Not in real life -- I had nothing to do with the MIT team in any way.

But yes for the character I played on TV.

>Any details you can reveal safely?

They really did win a lot of money. They made a lot of it using methods other than card counting, including shuffle-tracking ace/sequencing team. One of the MIT team is now a screen writer for CSI-NY and lives in Santa Monica, he was a consultant for the show.

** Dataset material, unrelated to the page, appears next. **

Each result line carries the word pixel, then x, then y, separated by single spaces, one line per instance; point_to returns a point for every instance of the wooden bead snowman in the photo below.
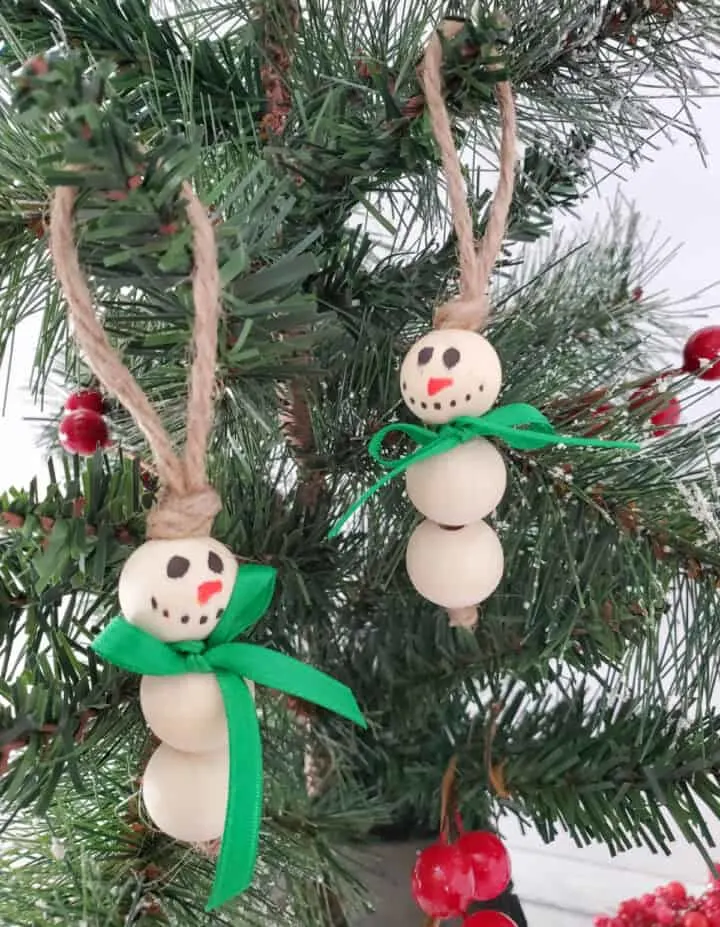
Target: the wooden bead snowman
pixel 454 558
pixel 177 590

>Also, did you have any direct role with the MIT team (if you can/want to answer of course)

No. Nothing.

This was just a fun opportunity that happened to come my way. The production company that was hired was local and they went looking around Santa Barbara for anyone who knew anything, and I just happened to get in their way.

--Mayor
 
#11
Enjoyed your performance

Thought you did quite a good job. It is a cliche in show business that there are no small parts and your's was central to the story. It was a treat to see you acting [tell me, did your blackjack acting skills help you prepare for your roll? ;-)]

It seems the story of the MIT Blackjack team is quite compelling...A book and three cable TV networks have told it. Each time, a little more of the truth gets let out and identities are revealed. I sure more networks or even a movie will try to tell the story again. [I hope the Comedy Network tries it...can you imagine the troupe from South Park as the MIT Team with Cartman as the Big Player..KICKASS!]
 

The Mayor

Well-Known Member
#12
In high school

In high school I was a drama major. I took several acting courses in college and continued taking improv after college. I am a total ham in front of the camera. Yes, these skills do help at the tables.

Glad you enjoyed it.

--Mayor
 
#13
One follow up question please?

Well, you did seem at ease on camera, and I guess each school day you are on stage before a live audience of students. So I would think one in your position would have long ago mastered stagefright.

I do have a technical question though. In this production, the players were shown practicing counting down a deck. Most would flip the cards from a face down deck to a face up pile, and quite rapidly too. Indeed, I don't know if I could get my hands to move that fast, let alone count at the same time.
Is that the speed a counter must has to be successful? Or was that just some Hollywood effects to impress the audience?

Also, there was a shot of one other player using a fan technique in his count drill, moving the cards from his left to his right while counting. I know that is an easier method of doing this drill, as when I do it I can offset pairs of cards and count by twos.

For the count-down drill, I have read the benchmark standard is to count one deck in 25 seconds or less and get the count to match two cards removed at random from the deck. Is this 25 seconds standard apply to the flipping method only? Or does it also apply to the fan method? Or is there a different standard for the easier method?

Well, I guess that was more of a line a questions, rather than a single one as mentioned above. Please excuse my over asking.

Thanks again.
 

The Mayor

Well-Known Member
#14
replies

>I do have a technical question though. In this production, the players were shown practicing counting down a deck. Most would flip the cards from a face down deck to a face up pile, and quite rapidly too. Indeed, I don't know if I could get my hands to move that fast, let alone count at the same time.
Is that the speed a counter must has to be successful? Or was that just some Hollywood effects to impress the audience?

Hollywood trick. We told them the count in advance and which card(s) we removed, and they just pretended to be counting.

>For the count-down drill, I have read the benchmark standard is to count one deck in 25 seconds or less and get the count to match two cards removed at random from the deck. Is this 25 seconds standard apply to the flipping method only? Or does it also apply to the fan method? Or is there a different standard for the easier method?

I think 25 seconds is the slow end of any method. You should be able to count faster than you can flip, view, fan. Practice!